If you have some ideas please help me.
Maybe there are some sources where I can check it.
This is the code.
package biojava.biojava_project;
import java.net.URL;
import org.biojava.nbio.core.sequence.ProteinSequence;
import org.biojava.nbio.core.sequence.io.FastaReaderHelper;
public class BioSeq {
// Inserting the sequence from UNIPROT
public static ProteinSequence getSequenceForId(String uniProtId) throws Exception {
URL uniprotFasta = new URL(String.format("https://rest.uniprot.org/uniprotkb/P31574.fasta", uniProtId));
ProteinSequence seq = FastaReaderHelper.readFastaProteinSequence(uniprotFasta.openStream()).get(uniProtId);
System.out.printf("id : P31574", uniProtId, seq, System.getProperty("line.separator"), seq.getOriginalHeader());
System.out.println();
return seq;
}
public static void main(String[] args) {
try {
System.out.println(getSequenceForId("P31574"));
} catch (Exception e) {
e.printStackTrace();
}
}
}
I don't know if BioJava stores these properties anywhere. But it's easy to just list all the amino acids with their properties manually. Then iterate over the sequence and count those that satisfy the property.

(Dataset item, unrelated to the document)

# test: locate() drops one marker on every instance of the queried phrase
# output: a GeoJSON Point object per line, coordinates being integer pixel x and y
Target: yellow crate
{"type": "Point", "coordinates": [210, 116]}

Here's an example for the polarity:
import java.io.InputStream;
import java.net.URL;
import java.util.Set;
import org.biojava.nbio.core.sequence.ProteinSequence;
import org.biojava.nbio.core.sequence.compound.AminoAcidCompound;
import org.biojava.nbio.core.sequence.io.FastaReaderHelper;
public class BioSeq {
public static void main(String[] args) throws Exception {
ProteinSequence seq = loadFromUniprot("P31574");
int polarCount = numberOfOccurrences(seq, /*Polar AAs:*/ Set.of("Y", "S", "T", "N", "Q", "C"));
System.out.println("% of polar AAs: " + ((double)polarCount)/seq.getLength());
}
public static ProteinSequence loadFromUniprot(String uniProtId) throws Exception {
URL uniprotFasta = new URL(String.format("https://rest.uniprot.org/uniprotkb/%s.fasta", uniProtId));
try (InputStream is = uniprotFasta.openStream()) {
return FastaReaderHelper.readFastaProteinSequence(is).get(uniProtId);
}
}
private static int numberOfOccurrences(ProteinSequence seq, Set<String> bases) {
int count = 0;
for (AminoAcidCompound aminoAcid : seq)
if(bases.contains(aminoAcid.getBase()))
count++;
return count;
}
}
PS: don't forget to close IO streams after you used them. In the example above I used try-with-resources syntax which automatically closes the InputStream.